Antler working during the Roman period is demonstrated by an unfinished amulet or pendant and a worked piece of antler. Several unfinished objects and waste also point to tool production during the Migration period. These comprise of an unfinished sheep mandible awl, four unfinished antler combs, five other pieces of red deer antler with sawing marks and a waste piece of elk antler, which is presumably comb making waste as well.

An unfinished pendant or amulet and two pieces of production waste attest to the processing of red deer antler during the Merovingian period, whereas a partly perforated, sawn cattle caput femoris and a cattle horn core with cut marks attest to cattle bone and horn processing. The unfinished sheep tibia flute also dates to this period. Bone working at the site during the Carolingian period is attested by two unfinished needles. Other pieces of waste could not be dated to a particular period (table 4).

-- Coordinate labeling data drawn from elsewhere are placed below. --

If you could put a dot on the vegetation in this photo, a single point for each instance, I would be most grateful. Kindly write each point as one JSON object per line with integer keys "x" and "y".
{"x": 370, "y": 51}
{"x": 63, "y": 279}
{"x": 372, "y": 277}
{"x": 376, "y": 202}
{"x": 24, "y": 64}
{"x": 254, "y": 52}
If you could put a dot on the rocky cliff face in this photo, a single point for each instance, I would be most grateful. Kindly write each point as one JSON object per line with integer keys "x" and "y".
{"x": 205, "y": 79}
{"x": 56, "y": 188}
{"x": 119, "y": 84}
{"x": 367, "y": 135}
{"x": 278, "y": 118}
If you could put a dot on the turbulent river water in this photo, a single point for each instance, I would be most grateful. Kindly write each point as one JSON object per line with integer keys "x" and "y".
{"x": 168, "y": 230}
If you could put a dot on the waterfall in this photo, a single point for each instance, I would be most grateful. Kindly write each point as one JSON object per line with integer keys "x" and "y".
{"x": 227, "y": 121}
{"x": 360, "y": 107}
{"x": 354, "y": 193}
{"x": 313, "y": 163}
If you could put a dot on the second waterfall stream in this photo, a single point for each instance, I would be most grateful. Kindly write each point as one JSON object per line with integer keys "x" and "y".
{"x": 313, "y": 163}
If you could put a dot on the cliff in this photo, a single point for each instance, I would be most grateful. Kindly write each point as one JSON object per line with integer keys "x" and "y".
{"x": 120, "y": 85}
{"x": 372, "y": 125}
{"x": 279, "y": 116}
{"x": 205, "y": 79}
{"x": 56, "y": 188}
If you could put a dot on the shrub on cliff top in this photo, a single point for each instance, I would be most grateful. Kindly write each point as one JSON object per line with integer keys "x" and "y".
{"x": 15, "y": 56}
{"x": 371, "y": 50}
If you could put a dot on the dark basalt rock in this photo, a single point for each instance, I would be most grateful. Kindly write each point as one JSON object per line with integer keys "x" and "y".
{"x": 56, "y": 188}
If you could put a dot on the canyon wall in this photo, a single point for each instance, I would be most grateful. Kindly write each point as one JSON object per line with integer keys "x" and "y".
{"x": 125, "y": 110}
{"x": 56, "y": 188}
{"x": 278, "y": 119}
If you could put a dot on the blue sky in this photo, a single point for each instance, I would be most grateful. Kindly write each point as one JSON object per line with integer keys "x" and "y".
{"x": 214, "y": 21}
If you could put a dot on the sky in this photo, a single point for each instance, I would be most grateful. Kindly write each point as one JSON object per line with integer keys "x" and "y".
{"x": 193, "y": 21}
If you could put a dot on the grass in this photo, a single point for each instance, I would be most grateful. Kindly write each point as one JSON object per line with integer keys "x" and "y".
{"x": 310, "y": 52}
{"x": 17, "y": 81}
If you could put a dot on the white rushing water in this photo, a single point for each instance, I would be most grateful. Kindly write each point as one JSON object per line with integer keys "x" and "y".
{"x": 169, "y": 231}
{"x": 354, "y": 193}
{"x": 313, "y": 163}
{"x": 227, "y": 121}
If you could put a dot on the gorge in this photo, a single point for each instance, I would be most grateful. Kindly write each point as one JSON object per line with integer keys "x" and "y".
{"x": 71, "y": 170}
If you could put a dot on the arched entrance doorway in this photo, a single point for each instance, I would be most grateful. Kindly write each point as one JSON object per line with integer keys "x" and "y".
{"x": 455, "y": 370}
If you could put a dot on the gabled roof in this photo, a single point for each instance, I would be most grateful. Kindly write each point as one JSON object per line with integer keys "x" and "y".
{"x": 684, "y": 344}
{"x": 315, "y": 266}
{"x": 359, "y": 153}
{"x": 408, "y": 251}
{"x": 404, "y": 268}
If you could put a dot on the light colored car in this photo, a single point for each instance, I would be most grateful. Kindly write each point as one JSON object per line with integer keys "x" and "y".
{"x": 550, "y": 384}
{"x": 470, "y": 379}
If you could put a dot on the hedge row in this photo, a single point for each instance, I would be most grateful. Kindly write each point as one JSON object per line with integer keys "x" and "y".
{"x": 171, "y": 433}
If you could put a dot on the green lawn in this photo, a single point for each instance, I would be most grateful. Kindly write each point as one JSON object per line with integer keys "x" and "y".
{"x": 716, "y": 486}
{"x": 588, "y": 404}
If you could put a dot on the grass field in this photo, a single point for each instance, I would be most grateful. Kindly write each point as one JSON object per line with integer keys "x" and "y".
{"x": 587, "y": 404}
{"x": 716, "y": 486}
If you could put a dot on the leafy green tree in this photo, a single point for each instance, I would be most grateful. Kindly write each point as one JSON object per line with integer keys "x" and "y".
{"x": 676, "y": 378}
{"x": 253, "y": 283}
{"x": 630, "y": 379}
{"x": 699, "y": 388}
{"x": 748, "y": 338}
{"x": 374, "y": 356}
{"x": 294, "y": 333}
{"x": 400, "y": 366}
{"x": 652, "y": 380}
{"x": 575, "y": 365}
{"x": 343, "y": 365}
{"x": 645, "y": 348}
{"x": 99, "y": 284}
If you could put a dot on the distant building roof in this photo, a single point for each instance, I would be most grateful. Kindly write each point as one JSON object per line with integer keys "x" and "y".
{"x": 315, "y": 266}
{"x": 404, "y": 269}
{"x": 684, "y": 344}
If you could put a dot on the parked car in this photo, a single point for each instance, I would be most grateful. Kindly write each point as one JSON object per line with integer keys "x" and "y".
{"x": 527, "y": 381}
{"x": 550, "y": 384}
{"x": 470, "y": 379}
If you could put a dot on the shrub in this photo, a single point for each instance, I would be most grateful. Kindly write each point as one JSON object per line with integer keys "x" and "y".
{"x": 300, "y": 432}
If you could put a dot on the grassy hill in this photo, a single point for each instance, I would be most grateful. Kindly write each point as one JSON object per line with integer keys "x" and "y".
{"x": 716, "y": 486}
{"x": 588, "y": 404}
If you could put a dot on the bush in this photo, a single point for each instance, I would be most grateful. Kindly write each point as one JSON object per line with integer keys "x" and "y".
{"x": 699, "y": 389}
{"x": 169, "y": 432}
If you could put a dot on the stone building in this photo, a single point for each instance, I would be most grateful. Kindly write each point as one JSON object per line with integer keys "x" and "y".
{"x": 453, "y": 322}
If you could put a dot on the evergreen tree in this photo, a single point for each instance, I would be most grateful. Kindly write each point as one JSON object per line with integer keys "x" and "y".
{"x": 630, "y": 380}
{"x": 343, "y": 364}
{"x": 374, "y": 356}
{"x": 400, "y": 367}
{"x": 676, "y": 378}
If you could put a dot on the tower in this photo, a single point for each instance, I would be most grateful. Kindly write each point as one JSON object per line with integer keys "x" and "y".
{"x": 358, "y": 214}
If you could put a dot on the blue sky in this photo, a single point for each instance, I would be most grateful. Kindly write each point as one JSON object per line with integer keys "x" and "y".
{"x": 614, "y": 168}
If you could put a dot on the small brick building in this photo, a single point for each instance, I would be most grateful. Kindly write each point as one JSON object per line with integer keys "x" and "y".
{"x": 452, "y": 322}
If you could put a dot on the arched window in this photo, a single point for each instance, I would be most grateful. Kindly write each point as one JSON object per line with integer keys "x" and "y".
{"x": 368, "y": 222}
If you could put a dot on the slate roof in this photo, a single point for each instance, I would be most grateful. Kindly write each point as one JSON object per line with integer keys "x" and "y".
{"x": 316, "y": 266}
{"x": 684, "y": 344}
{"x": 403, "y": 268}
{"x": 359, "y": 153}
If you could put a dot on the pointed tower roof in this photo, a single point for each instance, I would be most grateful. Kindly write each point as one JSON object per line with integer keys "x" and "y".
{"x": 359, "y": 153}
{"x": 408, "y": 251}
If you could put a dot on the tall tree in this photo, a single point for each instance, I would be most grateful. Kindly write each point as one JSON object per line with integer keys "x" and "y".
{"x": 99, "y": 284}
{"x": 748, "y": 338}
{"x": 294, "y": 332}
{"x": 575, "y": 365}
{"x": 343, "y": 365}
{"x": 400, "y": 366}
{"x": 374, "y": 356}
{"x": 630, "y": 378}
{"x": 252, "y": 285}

Tool production is thus attested to in the Roman, Migration, Merovingian and Carolingian periods. The small volume of production waste and of unfinished tools suggest small-scale production, mainly for use at the terp itself. There is no indication that bone, antler and horn tools were made in large numbers to be traded. An example of a site where many tiny antler waste pieces (353 on a total of 392 worked antler and bone remains) were found and that was perhaps an antler comb production site in the Merovingian and Carolingian periods, is Leidsche Rijn (Utrecht) (Esser 2009, 318-319). Maastricht and Antwerp are other examples of large-scale production sites (Dijkman & Ervynck 1998; Ervynck 1998).

Bone, antler and horn working were most likely some subsidiary activities of the inhabitants, who first and for all would have been farmers. They used the butchery waste that was present at the terp in large quantities and some antler. During the Migration, Merovingian, Carolingian and Ottonian periods the site was perhaps visited by itinerant artisans, who sold ready-made products such as antler combs or made or repaired tools on demand during their stay. These artisans could be compared with the goldsmiths who visited the terp during the Merovingian and Carolingian periods (Schoneveld & Zijlstra 1999; Nijboer & Van Reekum 1999).